Abstract

Similarity measures have a great importance in the decision-making process. In order to identify the similarity between the options, many experts have established several types of similarity measures on the basis of vectors and distances. The Cosine, Dice, and Jaccard are the vector similarity measures. The present work enclosed the modified Jaccard and Dice similarity measures. Founded on the Dice and Jaccard similarity measures, we offered a multiple criteria decision-making (MCDM) model under the dual hesitant fuzzy sets (DHFSs) situation, in which the appraised values of the alternatives with respect to criteria are articulated by dual hesitant fuzzy elements (DHFEs). Since the weights of the criteria have a much influence in making the decisions, therefore decision makers (DMs) allocate the weights to each criteria according to their knowledge. In the present work, we get rid of the doubt to allocate the weights to the criteria by taking an objective function under some constraints and then extended the linear programming (LP) technique to evaluate the weights of the criteria.
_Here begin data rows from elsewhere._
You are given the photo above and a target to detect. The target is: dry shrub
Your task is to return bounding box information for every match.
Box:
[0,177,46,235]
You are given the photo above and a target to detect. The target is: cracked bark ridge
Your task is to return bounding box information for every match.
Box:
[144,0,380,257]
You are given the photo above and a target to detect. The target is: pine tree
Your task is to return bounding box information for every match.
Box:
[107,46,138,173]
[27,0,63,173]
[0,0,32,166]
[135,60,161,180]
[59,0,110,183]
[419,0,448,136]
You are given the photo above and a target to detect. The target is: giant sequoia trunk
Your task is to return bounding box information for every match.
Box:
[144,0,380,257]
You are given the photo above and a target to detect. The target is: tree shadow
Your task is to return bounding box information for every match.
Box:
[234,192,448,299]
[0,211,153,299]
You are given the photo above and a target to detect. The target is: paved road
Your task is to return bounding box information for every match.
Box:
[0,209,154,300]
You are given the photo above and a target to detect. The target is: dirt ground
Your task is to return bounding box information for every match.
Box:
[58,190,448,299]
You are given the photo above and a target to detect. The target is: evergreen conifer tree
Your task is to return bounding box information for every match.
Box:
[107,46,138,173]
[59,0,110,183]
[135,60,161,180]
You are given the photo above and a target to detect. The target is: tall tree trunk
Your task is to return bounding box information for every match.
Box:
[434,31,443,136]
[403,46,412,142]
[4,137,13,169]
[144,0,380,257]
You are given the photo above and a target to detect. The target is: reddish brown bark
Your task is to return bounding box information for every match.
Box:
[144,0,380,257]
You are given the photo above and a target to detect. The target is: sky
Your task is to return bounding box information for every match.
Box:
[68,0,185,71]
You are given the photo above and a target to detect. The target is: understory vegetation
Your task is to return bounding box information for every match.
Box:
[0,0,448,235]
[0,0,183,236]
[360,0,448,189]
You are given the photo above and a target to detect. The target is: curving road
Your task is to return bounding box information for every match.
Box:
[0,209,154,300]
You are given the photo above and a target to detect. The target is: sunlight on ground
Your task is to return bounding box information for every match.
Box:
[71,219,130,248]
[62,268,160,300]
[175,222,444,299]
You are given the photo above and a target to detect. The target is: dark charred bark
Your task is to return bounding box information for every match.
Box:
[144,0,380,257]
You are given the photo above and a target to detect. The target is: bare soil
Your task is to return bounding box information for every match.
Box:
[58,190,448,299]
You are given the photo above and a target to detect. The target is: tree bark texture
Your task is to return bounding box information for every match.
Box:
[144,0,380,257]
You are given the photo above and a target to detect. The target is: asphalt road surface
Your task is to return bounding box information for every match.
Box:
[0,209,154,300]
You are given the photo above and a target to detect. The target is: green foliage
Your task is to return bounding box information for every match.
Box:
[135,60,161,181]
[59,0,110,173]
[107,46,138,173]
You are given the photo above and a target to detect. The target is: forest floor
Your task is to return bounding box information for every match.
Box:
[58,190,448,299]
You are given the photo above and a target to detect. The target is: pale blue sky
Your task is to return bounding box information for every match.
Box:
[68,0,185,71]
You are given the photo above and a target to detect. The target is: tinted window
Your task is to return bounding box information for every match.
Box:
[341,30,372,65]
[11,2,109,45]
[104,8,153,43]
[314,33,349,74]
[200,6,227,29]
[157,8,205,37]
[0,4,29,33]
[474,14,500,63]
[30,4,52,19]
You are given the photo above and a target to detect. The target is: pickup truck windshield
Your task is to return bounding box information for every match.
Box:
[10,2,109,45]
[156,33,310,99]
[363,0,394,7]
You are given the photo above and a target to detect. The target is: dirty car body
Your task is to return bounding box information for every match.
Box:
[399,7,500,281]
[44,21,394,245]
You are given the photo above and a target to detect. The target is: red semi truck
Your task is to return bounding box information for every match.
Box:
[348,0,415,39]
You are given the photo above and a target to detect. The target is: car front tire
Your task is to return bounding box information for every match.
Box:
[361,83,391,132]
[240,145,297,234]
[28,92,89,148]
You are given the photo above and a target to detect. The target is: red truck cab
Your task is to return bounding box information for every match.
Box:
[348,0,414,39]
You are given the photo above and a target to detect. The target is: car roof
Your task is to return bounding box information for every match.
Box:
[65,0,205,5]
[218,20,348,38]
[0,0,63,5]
The Dice and Jaccard weighted similarity measures are practiced amongst the ideal and each alternative to grade all the alternatives to get the best one. Eventually, two practical examples, about investment companies and selection of smart phone accessories are assumed to elaborate the efficiency of the proposed methodology.

1. Introduction

In everyday life, decision-making plays a central role in choosing the best option out of certain choices. Generally, the decision-making [1, 2] process enables the experts or decision makers (DMs) to tackle problems by analyzing alternative selection and choosing the best course to adopt. However, an inconvenience is encountered by the DMs when they deal with the vague and ambiguous information. Zadeh [3] reduced the difficulties of the DMs by introducing the idea of fuzzy sets (FSs). FSs have opened the new horizons to treat the hesitation and vagueness involved in the process of decision-making. Recently, Citil [4] analyzed the fuzzy issues by using the fuzzy Laplace transform. In the FSs’ environment, DMs consider only membership values. In [5], Atanassov further extended by adding a nonmembership value in FSs, known as intuitionistic fuzzy sets (IFSs). Later on, Torra [6] presented a novel extension of FSs, the hesitant fuzzy sets (HFSs), which augmented by adding diverse values to the membership. Researchers divert their attention towards HFSs and ample work is carried out in the MCDM process with the help of HFSs [7–9]. The DMs feel that the above extensions of FSs have inadequacy of data because FSs treat only one membership value; IFSs deal two kinds of information that are membership and nonmembership while HFSs consider the set values in its membership value but ignore the nonmembership value. In order to overcome this deficiency, Zhu et al. [10] defined another extension of FSs, named dual hesitant fuzzy sets (DHFSs) which have the behavior of HFSs as well as IFSs. DHFSs can take more information into account because DHFSs have a set of hesitant values as belonging and nonbelonging values. More values are obtained from the decision makers due to which DHFSs can be regarded as a more comprehensive set which supports a more flexible approach when the DMs provide their decisions. Xia and Xu [11] presented the idea of dual hesitant fuzzy element (DHFE), which can be considered as the fundamental unit of the DHFSs and thereby becomes the basic and successful instrument used to express the DMs reluctant inclinations in the procedure of decision-making.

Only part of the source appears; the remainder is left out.